É possível acionar também os próprios herdeiros, caso o processo de inventário judicial ainda não tenha sido instaurado, como também eventuais moradores ocupantes do imóvel inventariado, já que “a obrigação propter rem é dotada de ambulatoriedade, ou, ainda, que se trata, ela mesma, de obrigação ambulatória. Assim, independentemente da vontade dos envolvidos, a obrigação de satisfazer determinadas prestações acompanha a coisa em todas as suas mutações subjetivas” (REsp Nº 1.696.704 - PR), e, nesse contexto, “são de responsabilidade daquele que detém a qualidade de proprietário da unidade imobiliária, ou ainda pelo titular de um dos aspectos da propriedade, tais como a posse, o gozo, a fruição, desde que esse tenha estabelecido relação jurídica direta com o condomínio” (REsp nº 1.345.331/RS).

De há muito tempo a jurisprudência do Superior Tribunal de Justiça confirma que o processo de inventário não representa óbice ao prosseguimento do processo executivo junto a juízo outro que não o inventariante, uma vez que “a habilitação de crédito contra o espólio, no juízo do inventário, é mera faculdade concedida ao credor, que pode livremente optar por propor ação de cobrança e posterior execução” (REsp 921603/SC), inexistindo, pois, “irregularidades na penhora direta de bens do espólio quando consequente de dívidas contraídas pelo de cujus” (REsp 1446893 / SP).

Vale notar, a propósito da ação de execução de taxas condominiais, que “o art. 784, inc.
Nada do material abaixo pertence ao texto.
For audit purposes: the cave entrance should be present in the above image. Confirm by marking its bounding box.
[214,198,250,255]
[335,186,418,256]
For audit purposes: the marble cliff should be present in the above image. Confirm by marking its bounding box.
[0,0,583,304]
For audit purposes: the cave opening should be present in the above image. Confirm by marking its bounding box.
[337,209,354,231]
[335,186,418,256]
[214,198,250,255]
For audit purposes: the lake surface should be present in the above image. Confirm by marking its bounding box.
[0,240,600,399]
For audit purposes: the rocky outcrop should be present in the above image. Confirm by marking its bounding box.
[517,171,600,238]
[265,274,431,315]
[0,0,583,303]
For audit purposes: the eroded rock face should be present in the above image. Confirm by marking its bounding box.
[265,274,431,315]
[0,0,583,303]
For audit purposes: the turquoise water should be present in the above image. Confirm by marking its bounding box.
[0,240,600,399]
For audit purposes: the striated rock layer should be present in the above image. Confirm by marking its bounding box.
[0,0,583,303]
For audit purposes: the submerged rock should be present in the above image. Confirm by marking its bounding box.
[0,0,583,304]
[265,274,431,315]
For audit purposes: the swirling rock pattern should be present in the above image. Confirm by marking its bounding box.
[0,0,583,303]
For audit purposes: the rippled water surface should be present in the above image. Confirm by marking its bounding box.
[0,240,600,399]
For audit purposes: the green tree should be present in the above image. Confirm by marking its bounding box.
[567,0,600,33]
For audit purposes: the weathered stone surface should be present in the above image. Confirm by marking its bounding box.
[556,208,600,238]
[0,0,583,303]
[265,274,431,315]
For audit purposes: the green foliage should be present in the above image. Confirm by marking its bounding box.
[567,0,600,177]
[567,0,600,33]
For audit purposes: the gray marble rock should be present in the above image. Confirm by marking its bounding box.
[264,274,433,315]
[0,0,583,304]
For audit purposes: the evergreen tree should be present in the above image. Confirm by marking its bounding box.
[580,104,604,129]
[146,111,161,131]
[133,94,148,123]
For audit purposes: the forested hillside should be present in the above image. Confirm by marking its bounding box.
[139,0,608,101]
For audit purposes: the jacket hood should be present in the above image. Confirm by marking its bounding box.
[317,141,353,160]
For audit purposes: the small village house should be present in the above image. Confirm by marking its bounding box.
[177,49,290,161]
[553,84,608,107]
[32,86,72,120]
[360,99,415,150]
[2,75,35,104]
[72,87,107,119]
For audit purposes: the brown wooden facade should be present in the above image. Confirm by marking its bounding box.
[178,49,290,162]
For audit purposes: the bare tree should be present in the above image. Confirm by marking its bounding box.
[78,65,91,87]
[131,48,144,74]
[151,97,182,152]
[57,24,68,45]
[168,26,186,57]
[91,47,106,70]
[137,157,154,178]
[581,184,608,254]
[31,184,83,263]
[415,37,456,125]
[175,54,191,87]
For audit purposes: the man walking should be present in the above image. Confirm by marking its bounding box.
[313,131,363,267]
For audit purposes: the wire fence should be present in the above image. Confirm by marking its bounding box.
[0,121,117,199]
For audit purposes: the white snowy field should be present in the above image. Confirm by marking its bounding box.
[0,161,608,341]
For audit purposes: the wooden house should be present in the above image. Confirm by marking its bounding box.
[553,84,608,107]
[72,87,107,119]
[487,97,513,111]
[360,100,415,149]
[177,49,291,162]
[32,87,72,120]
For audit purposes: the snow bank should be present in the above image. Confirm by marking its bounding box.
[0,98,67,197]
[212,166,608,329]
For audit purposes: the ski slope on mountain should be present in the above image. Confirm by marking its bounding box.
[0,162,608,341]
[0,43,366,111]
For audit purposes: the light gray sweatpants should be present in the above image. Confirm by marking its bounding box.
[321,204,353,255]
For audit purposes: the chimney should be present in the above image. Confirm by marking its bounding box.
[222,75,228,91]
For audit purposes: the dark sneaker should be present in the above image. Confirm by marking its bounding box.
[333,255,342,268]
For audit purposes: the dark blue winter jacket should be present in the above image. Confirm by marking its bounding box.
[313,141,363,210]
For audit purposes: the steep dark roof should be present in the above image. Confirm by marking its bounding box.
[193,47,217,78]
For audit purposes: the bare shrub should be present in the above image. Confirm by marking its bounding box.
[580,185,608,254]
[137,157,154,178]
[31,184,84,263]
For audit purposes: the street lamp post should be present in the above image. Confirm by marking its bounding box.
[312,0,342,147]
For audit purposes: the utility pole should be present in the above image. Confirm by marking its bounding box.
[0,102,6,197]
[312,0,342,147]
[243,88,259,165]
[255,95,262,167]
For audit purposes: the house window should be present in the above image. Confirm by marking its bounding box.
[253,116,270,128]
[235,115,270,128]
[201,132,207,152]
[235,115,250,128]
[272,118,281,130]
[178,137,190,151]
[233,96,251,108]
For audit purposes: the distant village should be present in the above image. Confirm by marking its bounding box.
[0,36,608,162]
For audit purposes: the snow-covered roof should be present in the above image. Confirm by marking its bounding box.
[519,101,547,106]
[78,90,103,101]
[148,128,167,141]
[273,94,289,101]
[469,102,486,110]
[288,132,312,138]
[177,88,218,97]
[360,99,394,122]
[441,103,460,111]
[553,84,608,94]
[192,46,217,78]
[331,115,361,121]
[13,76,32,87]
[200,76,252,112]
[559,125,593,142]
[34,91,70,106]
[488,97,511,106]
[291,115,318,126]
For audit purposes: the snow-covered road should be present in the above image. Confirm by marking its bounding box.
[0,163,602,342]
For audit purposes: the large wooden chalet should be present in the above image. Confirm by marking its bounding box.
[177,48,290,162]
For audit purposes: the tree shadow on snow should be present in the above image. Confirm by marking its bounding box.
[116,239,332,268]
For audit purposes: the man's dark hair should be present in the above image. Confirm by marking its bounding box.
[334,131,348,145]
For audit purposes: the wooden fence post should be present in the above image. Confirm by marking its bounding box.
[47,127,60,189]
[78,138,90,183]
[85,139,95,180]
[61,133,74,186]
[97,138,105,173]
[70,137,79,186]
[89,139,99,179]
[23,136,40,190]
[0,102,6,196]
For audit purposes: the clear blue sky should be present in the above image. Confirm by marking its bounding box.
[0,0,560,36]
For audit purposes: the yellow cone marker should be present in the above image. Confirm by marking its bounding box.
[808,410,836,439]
X [do Código de Processo Civil de 2015, Lei 13.105/2015], atendeu à velha aspiração dos síndicos e administradores, incluindo as contribuições ordinárias ou extraordinárias de condomínio edilício, “previstas na respectiva convenção ou aprovadas em assembleia geral, desde que documentalmente comprovados”, rol dos títulos executivos extrajudiciais” (Condomínio e incorporações, Caio Mário da Silva Pereira; atualização Sylvio Capanema de Souza; Melhim Namem Chalhub, 13.ed., Rio de Janeiro: Forense, 2018, p. 159).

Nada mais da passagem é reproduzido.